Definition 2. takes advantage of the fact that metric spaces are first countable: for every $x$ in a metric space $X$, there is a countable collection $(U_{x,n})_{n\in\Bbb N}$ of neighborhoods of $x$ such that any neighborhood $V$ of $x$ contains some $U_{x,n}$. Such a collection is called a (countable) neighborhood basis at $x$. The sequences $\varepsilon_n$ and $\delta_n$ give countable neighborhood bases for $f(x)$ and $x$ respectively:

• $U_{x,n} = I_{x,\delta_n}$,
• $U_{f(x),n} = I_{f(x),\varepsilon_n}$.

This form is even more amenable to computation. Suppose the sequence $(\varepsilon_n)$ is given effectively: there is a procedure which on input $n$ produces a rational $\varepsilon_n$. For many $f$ we can devise another procedure which on inputs $n$ and $(\varepsilon_i)_{i\le n}$ produces $\delta_n$. (Think of the expressions which arise in analysis proofs that establish continuity of specific functions, e.g. "take $\delta = \sqrt 2 \varepsilon/K$".) In general, computable $f$ aren't just continuous at a point, and we may even be able to give a procedure that computes a modulus of continuity for $f$.
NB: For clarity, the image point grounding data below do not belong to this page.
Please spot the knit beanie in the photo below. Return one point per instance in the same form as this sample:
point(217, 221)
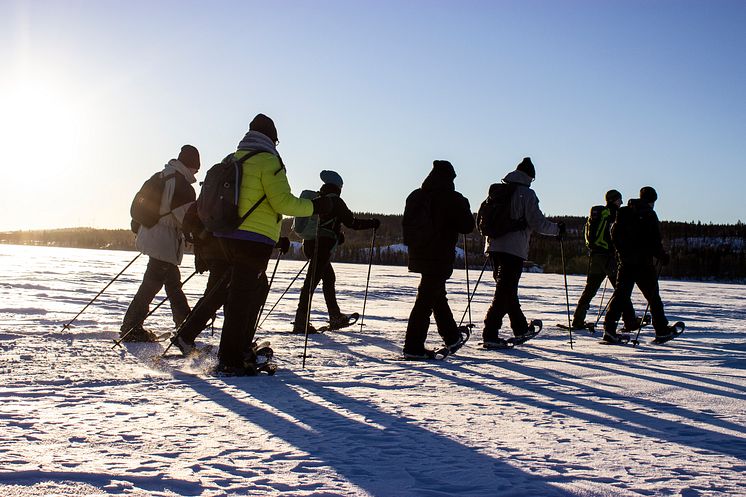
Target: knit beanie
point(444, 168)
point(189, 156)
point(265, 126)
point(613, 196)
point(331, 177)
point(648, 194)
point(527, 167)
Finally, there's a third possible definition, in a sense intermediate between Definitions 1. and 2. and also equivalent to them:

$f$ is continuous at $x$ iff for every sequence of positive reals $(\varepsilon_n)_{n\in \Bbb N} \to 0$, there is a sequence of positive reals $(\delta_n)_{n\in \Bbb N}$ such that for all $n$ and for all $y$, if $\lvert y-x\rvert < \delta_n$ then $\lvert f(y)-f(x)\rvert < \varepsilon_n$.

In more general topological spaces, which might not be metric spaces or even first countable, continuity can't be completely characterized by countable sequences. However, it can be characterized with the more general notion of a net. For a great self-contained examination of the limits (so to speak) of sequential convergence and the versatility of nets, see Pete Clark's notes on Convergence.

Answer 4

Definition 2 indeed implies Definition 1,

However:

There is a superfluous requirement in Definition 2. Namely, the requirement the $\delta_n\to 0$ is not needed.

The most important part in the Definition of continuity is the fact that $\varepsilon>0$ can be as small as possible. On the other hand, apart from the fact that $\delta$ depends on $\varepsilon$, the size of $\delta$ is irrelevant.

So, it could be reworded as follows:

Definition 2. The function $f:A\to\mathbb R$ is continuous at $x_0\in A$ if there exist two sequences $\{\varepsilon_n\}_{n\in\mathbb N}$ and $\{\delta_n\}_{n\in\mathbb N}$ of positive numbers, with $\lim_{n\to\infty}\varepsilon_n= 0$, such that, whenever $\,\lvert x-x_0\rvert<\delta_n$, then $\,\lvert\,f(x)-f(x_0)\rvert<\varepsilon_n$.